There are people across organizations looking to answer:
- How can we motivate our workers?
- How can we change the organization’s culture?
- How can we change the mindset of managers?
- How can we get teams to take responsibility?
- How can we improve teamwork and team collaboration?
- How can we can managers to trust their teams?
- How can we develop people’s competencies?
- How can we be agile when the organization is not?
The one-day workshop is fully hands-on and, like the full-color book, it’s named after, often includes a bit more play, games, and laughter. From even before it begins, attendees are applying the exercises and best practices with fellow attendees that they will then take back to their teams. The book this workshop is based on, Managing for Happiness, which was written by Jurgen in reaction to the desire from all sorts of leadership influencers to apply agile and modern management practices to their teams.
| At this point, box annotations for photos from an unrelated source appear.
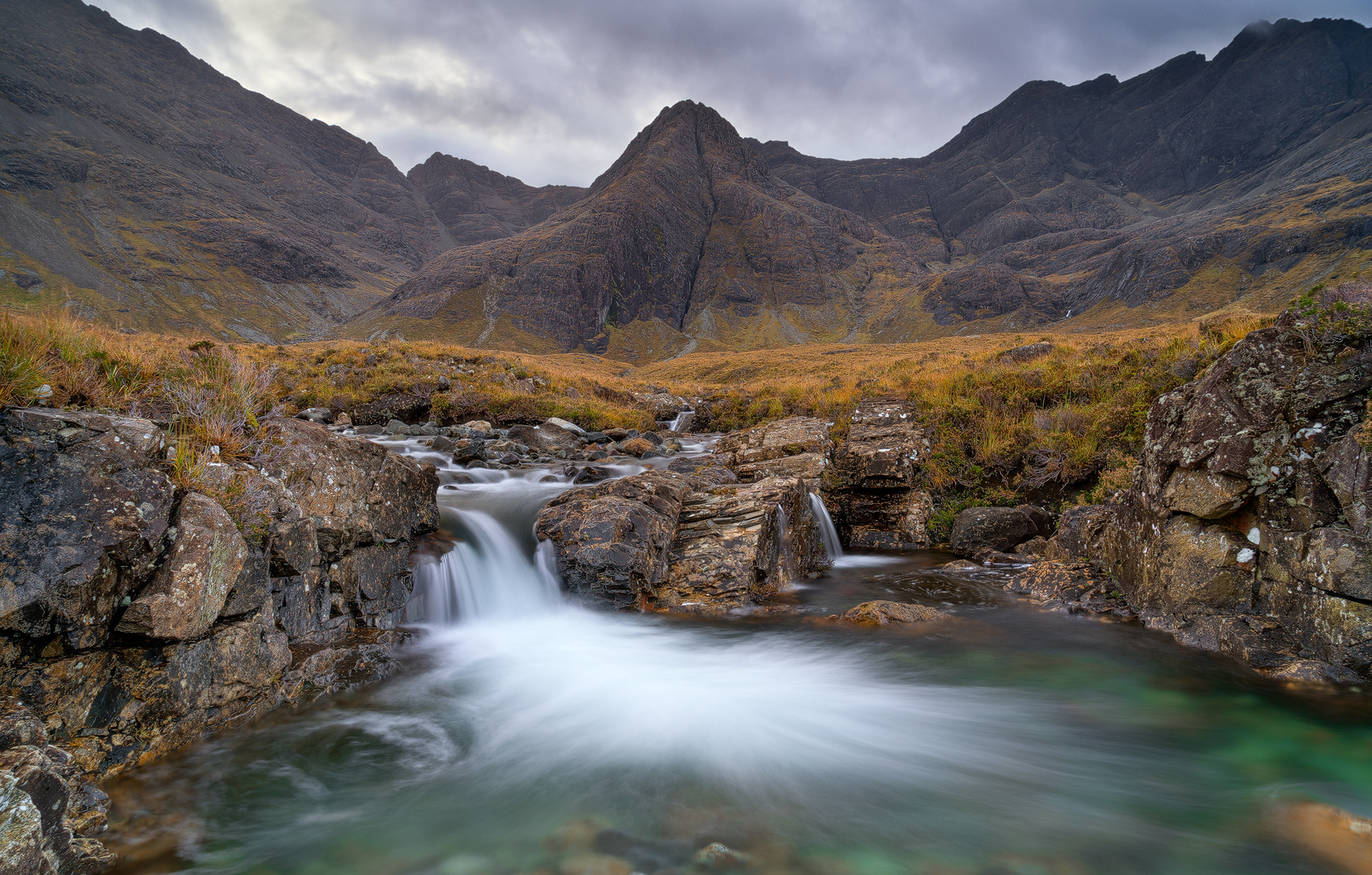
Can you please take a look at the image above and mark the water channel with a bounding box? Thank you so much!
[109,440,1372,875]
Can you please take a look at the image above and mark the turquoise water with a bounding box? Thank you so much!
[107,455,1372,875]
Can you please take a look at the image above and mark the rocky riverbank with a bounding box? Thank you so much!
[0,408,437,873]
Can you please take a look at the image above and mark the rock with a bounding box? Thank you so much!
[350,392,429,425]
[534,471,692,608]
[0,408,174,649]
[667,455,738,485]
[295,408,334,425]
[557,853,634,875]
[591,828,696,873]
[271,517,320,578]
[117,493,251,641]
[971,547,1029,568]
[948,505,1052,556]
[1317,420,1372,539]
[939,560,981,570]
[653,477,830,608]
[572,465,612,485]
[623,438,653,458]
[829,600,952,625]
[1267,802,1372,875]
[715,417,832,483]
[1271,659,1362,683]
[1162,467,1250,520]
[1004,562,1133,617]
[264,420,439,558]
[545,416,586,438]
[510,422,582,451]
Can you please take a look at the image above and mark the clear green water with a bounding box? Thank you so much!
[111,554,1372,875]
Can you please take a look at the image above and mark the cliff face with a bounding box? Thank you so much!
[1055,294,1372,681]
[352,100,923,358]
[757,19,1372,339]
[0,0,461,340]
[406,152,586,245]
[0,0,1372,361]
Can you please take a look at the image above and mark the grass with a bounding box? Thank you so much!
[0,305,1284,545]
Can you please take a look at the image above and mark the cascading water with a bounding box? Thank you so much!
[407,509,561,624]
[809,493,844,562]
[104,430,1372,875]
[667,410,696,432]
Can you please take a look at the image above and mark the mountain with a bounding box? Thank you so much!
[348,100,926,360]
[405,152,586,245]
[756,19,1372,339]
[0,0,1372,361]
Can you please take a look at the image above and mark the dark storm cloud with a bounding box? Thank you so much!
[97,0,1370,186]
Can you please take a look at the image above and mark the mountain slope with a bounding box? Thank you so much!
[350,100,923,360]
[757,19,1372,336]
[406,152,586,245]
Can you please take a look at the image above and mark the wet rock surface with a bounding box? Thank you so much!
[0,408,437,812]
[948,505,1054,556]
[1046,313,1372,683]
[823,402,935,550]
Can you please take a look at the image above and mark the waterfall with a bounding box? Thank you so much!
[667,410,696,432]
[407,509,561,624]
[809,493,844,561]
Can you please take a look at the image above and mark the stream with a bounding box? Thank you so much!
[103,439,1372,875]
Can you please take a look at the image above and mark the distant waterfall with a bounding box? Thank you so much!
[809,493,844,561]
[667,410,696,432]
[407,510,561,624]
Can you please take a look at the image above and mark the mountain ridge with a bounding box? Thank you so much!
[0,0,1372,361]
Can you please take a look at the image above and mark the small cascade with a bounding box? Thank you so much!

The workshop is adapted to the audience but may contain all or part of the following topics:
- Worker Happiness
- Success and Failure
- Creativity and Innovation
- Values and Culture
- Reward and Incentives
- Delegation and Empowerment
- Motivation and Engagement
- Management and Leadership
- Complexity Thinking
- Meaning and Purpose
- Better Meetings
The workshop is heavily tailored to the public and can also be given in-house to whole organizations or teams. You can take one or the other workshop, but, since they both address common themes from different perspectives, if you can take a three-day course, these workshops, like their books, make a perfect pair. While you are able just to pick one or the other, more than half of the attendees attend both together when they have the opportunity.